Sosyal Medya

Prof. Dr. Tahsin Bakırtaş: ŞİMŞEK-GAYE ERKAN İKİLİSİ İLE “MIŞ EKONOMİSİ”NE DEVAM

7 Ağustos 2023

Türkiye’de Eylül 2021’den Haziran 2023 başına kadar uygulanan ve eski Hazine ve Maliye Bakanı Sayın Nebati’nin deyimiyle “Neo klasik ekonomi düşüncesinden epistemolojik bir kopuşu temsil eden heteredoks yaklaşım politikaları, şimdiki Hazine ve Maliye Bakanı sayın Şimşek tarafından İrrasyonel olarak nitelendirilmiş; rasyonel politikalara dönüş politikaları izleneceğini ifade etmiştir.
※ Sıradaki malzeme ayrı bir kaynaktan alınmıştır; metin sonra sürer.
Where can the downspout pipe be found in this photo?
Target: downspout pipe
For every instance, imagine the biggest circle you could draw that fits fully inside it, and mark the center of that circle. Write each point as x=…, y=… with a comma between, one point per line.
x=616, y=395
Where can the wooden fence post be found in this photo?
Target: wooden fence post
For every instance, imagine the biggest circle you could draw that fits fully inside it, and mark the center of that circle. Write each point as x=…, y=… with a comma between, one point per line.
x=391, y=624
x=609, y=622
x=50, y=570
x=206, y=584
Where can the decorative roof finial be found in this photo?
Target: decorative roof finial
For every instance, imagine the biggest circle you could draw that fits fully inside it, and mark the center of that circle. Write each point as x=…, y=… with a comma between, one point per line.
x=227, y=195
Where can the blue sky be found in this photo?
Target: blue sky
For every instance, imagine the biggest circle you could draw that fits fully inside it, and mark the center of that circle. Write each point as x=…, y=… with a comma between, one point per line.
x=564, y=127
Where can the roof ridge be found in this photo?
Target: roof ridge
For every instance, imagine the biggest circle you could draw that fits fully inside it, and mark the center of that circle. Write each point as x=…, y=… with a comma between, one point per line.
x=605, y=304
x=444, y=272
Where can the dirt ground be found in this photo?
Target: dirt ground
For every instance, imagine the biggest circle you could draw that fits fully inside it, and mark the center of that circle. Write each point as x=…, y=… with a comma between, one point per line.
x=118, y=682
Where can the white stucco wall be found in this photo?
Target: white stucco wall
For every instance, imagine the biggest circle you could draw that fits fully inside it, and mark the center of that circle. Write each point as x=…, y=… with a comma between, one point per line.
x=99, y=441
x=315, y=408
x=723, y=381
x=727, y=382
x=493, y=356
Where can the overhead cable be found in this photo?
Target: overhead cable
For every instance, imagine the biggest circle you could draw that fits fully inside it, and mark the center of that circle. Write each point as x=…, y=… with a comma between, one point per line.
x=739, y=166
Rasyonel politikalara dönüşü ortaya koyacak makro ölçekte bir program olmamasına karşın, Merkez Bankası Başkanı’nın değişmesi ve yeni Merkez Bankası Başkanı’nın başkanlığında toplanan Para Politikası Kurulu’nun ilk ay 650 baz puan ve sonraki ay 250 baz puan faiz artırımı yapması piyasaları tatmin etmese de, 27 Temmuz’daki “ Enflasyon Raporu 2023-III” sunumu ve sunumdaki yaptığı konuşmanın gecesinde üç Merkez Bankası Başkan Yardımcısının değişmesi piyasalardan öte “ Neo liberal” eksenli piyasa ekonomistlerince  bir bahar havası yaratıldı.

Sayın Şimşek “Rasyonel Politikalar” olarak tanımladığı yapıyı ortaya koyarken “Ülkemizin ödemeler dengesini iyileştirme, kamu açıklarını azaltma ve enflasyonu düşürme amacı doğrultusunda tedbir almaya ve uygulamaya devam ediyoruz. Merkez Bankası’nın bugün (27.07.2023) açıkladığı kararlar cari açığı azaltmaya ve enflasyonu orta vadede düşürmeye yöneliktir. Sınırlı kaynaklarımızı ihracata ve yatırımlara kanalize etmeye devam edeceğiz.” ifadesini kullanmaktadır.

Sayın Şimşek’in ifade ettiği bu yaklaşım ne derece başarılabilir; başarılabilirse bile toplumun hangi kesimleri uygulanacak politikalardan zarar görür?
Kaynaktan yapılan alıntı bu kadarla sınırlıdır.